México, con 500 diputados y 128 senadores para 126 millones de habitantes, apenas llega a 0.49 legisladores por cada 100 mil personas. La mitad de lo que tiene Alemania, pero con un sistema presidencialista que no fomenta la negociación sino la concentración del poder.

Si miramos a otros países presidencialistas, la comparación es igual de reveladora. Brasil tiene 513 diputados para 203 millones de habitantes, apenas 0.25 por cada 100 mil, pero su federalismo y tribunales independientes equilibran el juego político. Estados Unidos, con 535 congresistas para 331 millones, ronda 0.16 por cada 100 mil, pero allá los contrapesos entre poderes son sólidos y las minorías cuentan con otras herramientas de defensa institucional.

¿Y en México? Sin plurinominales, sin contrapesos judiciales reales y con partidos satélites que funcionan como franquicias, lo que queda es un Congreso diseñado para obedecer, no para representar.

Lo que Sheinbaum presenta como un ahorro puede terminar siendo una democracia más barata… pero también más pobre. Una especie de “democracia autoritaria”, aunque suene contradictorio.

Los discursos que justifican estas medidas siempre suenan iguales: estabilidad, seguridad, eficiencia. Pero en el fondo son restricciones graduales a la competencia política. Una democracia que sigue celebrando elecciones, pero cada vez con menos voces en el Congreso, con medios controlados y con opositores perseguidos. La democracia convertida en fachada.

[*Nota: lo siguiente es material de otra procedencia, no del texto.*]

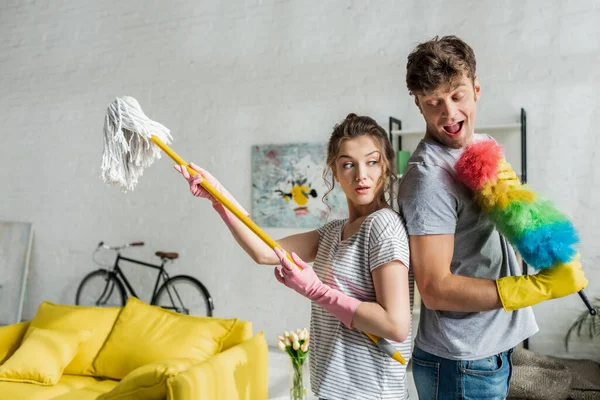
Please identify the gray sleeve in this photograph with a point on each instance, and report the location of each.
(388, 241)
(428, 201)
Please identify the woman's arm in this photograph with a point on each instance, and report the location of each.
(389, 317)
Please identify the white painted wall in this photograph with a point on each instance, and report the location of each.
(225, 75)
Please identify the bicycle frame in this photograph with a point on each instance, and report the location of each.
(116, 270)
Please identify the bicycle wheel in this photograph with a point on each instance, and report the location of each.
(100, 289)
(186, 295)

Y ya sabemos cómo funcionan esas transiciones: no se dan de golpe. Son como la fábula de la rana en el agua tibia. Primero la incomodidad parece soportable; después, cuando quieres saltar, ya no hay músculos que lo permitan.

En nombre del pueblo se legitima la exclusión de las minorías. Bajo la idea de que “el ahorro es por ti”, se vacía de contenido la representación ciudadana. Y, mientras tanto, las mujeres y las víctimas que han padecido a jueces corruptos siguen colgando tendederos, marchando y exhibiendo lo que los políticos quieren esconder: que sin pluralidad ni contrapesos no hay democracia real. Cuantas intentaron impedir que jueces agresores se mantuvieran en el poder pero personajes como el juez Mirscha en Ciudad de México apareció en los acordeones y ganó.

La paradoja: se nos invita a participar, pero solo dentro de los límites que impone el poder, con personas que se han elegido previamente pero nos son comunicadas como libres elecciones. Se nos dice que es por el pueblo, cuando en realidad es para reducir la vigilancia sobre los gobernantes y fortalecer a los grupos de quienes ya gobiernan. El mayor riesgo de la reforma electoral no está en el dinero que ahorra, sino en la legitimidad que erosiona y por supuesto, en la posible fractura que implica que ni el PT, ni el Partido Verde, ni los operadores políticos de Morena en las Cámaras apoyen esta reforma y aquella Comisión para la Reforma Electoral encabezada por Pablo Gómez quede como un ejercicio anecdótico sin proyecto común.